Story of American Freedom
Title | Story of American Freedom PDF eBook |
Author | Eric Foner |
Publisher | W. W. Norton & Company |
Pages | 452 |
Release | 1999-09-07 |
Genre | History |
ISBN | 9780393319620 |
Freedom is the cornerstone of his sweeping narrative that focuses not only congressional debates and political treatises since the Revolution but how the fight for freedom took place on plantation and picket lines and in parlors and bedrooms.

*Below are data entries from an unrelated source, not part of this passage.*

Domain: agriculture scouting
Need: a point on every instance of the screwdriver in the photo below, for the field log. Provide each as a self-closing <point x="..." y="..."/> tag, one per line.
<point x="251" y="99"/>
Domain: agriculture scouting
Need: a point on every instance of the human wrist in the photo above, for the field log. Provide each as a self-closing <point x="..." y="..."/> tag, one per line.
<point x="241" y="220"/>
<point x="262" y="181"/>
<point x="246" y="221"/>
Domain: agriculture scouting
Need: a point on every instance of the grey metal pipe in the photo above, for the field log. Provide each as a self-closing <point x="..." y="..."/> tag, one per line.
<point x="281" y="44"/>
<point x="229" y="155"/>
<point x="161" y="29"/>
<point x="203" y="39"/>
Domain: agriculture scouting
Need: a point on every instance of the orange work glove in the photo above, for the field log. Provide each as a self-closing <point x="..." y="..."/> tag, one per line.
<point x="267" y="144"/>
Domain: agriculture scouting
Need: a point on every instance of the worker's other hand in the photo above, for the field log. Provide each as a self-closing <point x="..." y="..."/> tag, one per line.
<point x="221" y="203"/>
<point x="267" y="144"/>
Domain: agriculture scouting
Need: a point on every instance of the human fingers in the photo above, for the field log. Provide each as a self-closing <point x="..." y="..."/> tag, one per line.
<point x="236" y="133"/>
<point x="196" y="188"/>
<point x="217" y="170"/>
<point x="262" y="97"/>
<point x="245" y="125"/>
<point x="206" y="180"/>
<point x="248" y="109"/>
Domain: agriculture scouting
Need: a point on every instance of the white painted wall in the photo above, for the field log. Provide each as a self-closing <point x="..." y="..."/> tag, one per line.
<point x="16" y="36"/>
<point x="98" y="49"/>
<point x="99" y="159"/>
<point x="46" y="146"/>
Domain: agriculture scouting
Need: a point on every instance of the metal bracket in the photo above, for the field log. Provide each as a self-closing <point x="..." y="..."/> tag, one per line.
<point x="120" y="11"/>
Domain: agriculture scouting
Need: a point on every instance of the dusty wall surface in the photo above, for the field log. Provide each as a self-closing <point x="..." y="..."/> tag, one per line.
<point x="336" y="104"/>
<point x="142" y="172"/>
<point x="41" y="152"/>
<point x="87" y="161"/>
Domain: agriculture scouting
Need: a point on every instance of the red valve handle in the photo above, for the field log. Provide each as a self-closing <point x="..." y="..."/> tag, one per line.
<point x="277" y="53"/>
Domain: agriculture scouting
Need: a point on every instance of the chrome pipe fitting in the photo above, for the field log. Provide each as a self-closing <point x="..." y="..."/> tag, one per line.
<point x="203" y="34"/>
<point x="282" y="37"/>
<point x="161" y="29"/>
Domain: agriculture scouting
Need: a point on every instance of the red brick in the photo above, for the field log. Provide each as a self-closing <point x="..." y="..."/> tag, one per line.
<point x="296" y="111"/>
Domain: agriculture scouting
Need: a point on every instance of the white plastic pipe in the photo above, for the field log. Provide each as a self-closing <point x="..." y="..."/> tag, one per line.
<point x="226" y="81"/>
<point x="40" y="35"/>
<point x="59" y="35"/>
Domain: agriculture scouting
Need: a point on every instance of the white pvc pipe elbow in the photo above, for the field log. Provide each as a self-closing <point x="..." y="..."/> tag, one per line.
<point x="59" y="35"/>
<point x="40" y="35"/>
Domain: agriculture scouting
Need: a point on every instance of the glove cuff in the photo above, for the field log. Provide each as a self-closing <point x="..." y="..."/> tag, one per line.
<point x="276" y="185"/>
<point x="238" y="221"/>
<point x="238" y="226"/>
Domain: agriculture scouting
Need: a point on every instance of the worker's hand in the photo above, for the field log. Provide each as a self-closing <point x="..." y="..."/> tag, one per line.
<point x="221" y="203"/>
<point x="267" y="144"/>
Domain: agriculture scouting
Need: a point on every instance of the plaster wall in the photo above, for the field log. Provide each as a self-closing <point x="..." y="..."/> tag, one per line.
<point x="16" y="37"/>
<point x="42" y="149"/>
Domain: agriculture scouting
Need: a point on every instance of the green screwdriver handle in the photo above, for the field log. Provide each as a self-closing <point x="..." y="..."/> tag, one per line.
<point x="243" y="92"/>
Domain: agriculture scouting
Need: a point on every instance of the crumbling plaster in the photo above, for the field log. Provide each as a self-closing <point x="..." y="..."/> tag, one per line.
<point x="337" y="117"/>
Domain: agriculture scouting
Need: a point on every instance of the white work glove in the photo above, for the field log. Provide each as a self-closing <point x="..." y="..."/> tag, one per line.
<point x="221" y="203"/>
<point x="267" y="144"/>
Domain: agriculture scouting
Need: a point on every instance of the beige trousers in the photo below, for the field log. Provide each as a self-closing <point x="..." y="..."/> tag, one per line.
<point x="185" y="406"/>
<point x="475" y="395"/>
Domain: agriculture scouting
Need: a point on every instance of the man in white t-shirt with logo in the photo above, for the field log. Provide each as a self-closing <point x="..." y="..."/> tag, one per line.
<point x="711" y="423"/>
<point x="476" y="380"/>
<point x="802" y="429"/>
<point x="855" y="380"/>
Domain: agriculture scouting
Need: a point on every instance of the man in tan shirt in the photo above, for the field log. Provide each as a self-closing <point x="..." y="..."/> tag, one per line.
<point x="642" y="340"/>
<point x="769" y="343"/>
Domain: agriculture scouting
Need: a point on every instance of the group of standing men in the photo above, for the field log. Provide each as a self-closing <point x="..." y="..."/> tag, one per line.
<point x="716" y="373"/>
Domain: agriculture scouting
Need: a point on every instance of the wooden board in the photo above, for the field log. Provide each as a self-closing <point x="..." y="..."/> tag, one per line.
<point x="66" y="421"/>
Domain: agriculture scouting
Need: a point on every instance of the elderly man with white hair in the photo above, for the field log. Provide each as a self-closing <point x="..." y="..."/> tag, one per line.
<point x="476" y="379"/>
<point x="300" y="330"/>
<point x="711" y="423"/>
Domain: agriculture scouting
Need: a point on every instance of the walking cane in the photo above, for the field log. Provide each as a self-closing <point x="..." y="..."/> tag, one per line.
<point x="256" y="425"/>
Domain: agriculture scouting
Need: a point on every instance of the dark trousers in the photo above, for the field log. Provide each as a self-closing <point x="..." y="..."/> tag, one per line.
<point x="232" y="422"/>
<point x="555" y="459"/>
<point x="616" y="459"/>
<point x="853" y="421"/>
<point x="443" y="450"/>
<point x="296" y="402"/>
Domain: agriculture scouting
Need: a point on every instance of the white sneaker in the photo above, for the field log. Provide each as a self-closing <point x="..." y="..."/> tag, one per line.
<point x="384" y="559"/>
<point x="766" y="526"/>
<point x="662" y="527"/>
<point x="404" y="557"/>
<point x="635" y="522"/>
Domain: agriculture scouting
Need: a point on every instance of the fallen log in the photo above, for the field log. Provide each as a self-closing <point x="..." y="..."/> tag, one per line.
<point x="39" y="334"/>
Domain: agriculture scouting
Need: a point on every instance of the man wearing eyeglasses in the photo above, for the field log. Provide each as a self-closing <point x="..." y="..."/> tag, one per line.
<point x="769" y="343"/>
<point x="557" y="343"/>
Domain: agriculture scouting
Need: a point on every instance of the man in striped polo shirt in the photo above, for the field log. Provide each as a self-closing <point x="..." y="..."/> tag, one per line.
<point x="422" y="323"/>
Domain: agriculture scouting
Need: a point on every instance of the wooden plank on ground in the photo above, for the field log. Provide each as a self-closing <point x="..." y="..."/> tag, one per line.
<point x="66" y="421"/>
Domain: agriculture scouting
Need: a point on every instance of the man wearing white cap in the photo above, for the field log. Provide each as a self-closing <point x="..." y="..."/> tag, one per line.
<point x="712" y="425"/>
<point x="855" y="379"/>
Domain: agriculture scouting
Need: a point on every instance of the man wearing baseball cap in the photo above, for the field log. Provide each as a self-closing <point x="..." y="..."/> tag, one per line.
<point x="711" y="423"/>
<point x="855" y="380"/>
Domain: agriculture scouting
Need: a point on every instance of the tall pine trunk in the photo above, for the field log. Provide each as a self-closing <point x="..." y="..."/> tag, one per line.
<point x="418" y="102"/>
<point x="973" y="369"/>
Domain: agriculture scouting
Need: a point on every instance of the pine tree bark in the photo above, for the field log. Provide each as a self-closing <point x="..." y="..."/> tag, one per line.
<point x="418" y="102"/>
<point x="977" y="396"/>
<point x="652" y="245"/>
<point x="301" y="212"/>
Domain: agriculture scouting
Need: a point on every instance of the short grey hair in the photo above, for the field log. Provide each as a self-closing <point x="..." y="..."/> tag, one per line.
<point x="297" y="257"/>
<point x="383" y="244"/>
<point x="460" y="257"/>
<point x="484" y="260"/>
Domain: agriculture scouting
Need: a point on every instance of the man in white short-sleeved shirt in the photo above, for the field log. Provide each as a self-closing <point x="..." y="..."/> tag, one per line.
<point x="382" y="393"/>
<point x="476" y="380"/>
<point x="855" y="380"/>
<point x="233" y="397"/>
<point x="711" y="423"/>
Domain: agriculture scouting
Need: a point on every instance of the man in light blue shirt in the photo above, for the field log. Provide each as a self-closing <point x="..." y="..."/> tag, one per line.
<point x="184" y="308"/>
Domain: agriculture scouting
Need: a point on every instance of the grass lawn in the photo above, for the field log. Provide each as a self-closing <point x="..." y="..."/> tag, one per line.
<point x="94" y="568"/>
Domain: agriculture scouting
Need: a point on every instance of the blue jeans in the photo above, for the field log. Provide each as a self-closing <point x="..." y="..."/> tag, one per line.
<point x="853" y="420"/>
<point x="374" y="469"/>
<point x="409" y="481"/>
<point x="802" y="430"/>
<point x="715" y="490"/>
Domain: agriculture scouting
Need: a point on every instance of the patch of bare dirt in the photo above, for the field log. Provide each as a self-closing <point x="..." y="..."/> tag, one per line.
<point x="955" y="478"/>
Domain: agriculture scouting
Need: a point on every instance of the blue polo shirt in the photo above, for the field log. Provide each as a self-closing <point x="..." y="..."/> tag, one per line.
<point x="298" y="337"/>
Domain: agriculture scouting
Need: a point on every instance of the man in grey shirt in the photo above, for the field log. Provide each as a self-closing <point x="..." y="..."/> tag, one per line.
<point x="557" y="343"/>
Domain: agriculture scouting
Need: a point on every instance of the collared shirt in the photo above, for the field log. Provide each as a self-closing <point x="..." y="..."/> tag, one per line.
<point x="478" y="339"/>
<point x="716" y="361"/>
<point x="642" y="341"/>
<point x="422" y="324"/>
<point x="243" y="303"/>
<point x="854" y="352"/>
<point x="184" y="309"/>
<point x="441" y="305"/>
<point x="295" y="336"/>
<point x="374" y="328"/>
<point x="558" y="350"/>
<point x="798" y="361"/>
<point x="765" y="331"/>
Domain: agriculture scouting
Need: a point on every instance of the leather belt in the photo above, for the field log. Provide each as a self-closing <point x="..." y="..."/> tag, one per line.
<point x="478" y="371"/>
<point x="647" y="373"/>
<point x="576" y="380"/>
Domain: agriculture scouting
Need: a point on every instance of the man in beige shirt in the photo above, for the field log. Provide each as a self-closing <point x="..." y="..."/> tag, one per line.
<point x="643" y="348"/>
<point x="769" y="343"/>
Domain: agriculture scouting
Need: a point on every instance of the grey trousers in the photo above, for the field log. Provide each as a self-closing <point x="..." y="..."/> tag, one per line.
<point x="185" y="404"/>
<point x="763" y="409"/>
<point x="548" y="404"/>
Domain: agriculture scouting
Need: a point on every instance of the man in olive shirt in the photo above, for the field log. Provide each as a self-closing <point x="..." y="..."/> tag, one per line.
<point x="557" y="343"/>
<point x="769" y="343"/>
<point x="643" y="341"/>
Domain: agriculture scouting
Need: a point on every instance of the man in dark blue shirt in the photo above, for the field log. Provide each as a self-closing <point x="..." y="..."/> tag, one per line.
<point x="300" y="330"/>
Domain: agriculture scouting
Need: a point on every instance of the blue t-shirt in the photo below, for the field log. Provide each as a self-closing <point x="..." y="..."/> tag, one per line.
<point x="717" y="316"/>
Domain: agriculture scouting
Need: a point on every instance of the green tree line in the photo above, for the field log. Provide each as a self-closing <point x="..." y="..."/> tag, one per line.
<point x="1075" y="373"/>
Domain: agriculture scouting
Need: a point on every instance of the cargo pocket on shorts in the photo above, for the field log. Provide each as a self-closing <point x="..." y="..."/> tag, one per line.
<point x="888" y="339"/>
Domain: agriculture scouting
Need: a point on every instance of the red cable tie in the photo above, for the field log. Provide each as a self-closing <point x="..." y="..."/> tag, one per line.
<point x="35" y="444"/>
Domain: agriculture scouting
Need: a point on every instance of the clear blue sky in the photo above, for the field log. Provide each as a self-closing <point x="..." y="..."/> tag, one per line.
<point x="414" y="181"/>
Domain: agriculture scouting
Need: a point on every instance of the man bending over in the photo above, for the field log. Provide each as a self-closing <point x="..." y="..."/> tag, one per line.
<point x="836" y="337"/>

The Oxford Handbook of Environmental Political Theory
Title | The Oxford Handbook of Environmental Political Theory PDF eBook |
Author | Teena Gabrielson |
Publisher | Oxford University Press |
Pages | 726 |
Release | 2016-01-07 |
Genre | Political Science |
ISBN | 019150842X |
Set at the intersection of political theory and environmental politics, yet with broad engagement across the environmental social sciences and humanities, The Oxford Handbook of Environmental Political Theory, defines, illustrates, and challenges the field of environmental political theory (EPT). Featuring contributions from distinguished political scientists working in this field, this volume addresses canonical theorists and contemporary environmental problems with a diversity of theoretical approaches. The initial volume focuses on EPT as a field of inquiry, engaging both traditions of political thought and the academy. In the second section, the handbook explores conceptualizations of nature and the environment, as well as the nature of political subjects, communities, and boundaries within our environments. A third section addresses the values that motivate environmental theorists--including justice, responsibility, rights, limits, and flourishing--and the potential conflicts that can emerge within, between, and against these ideals. The final section examines the primary structures that constrain or enable the achievement of environmental ends, as well as theorizations of environmental movements, citizenship, and the potential for on-going environmental action and change.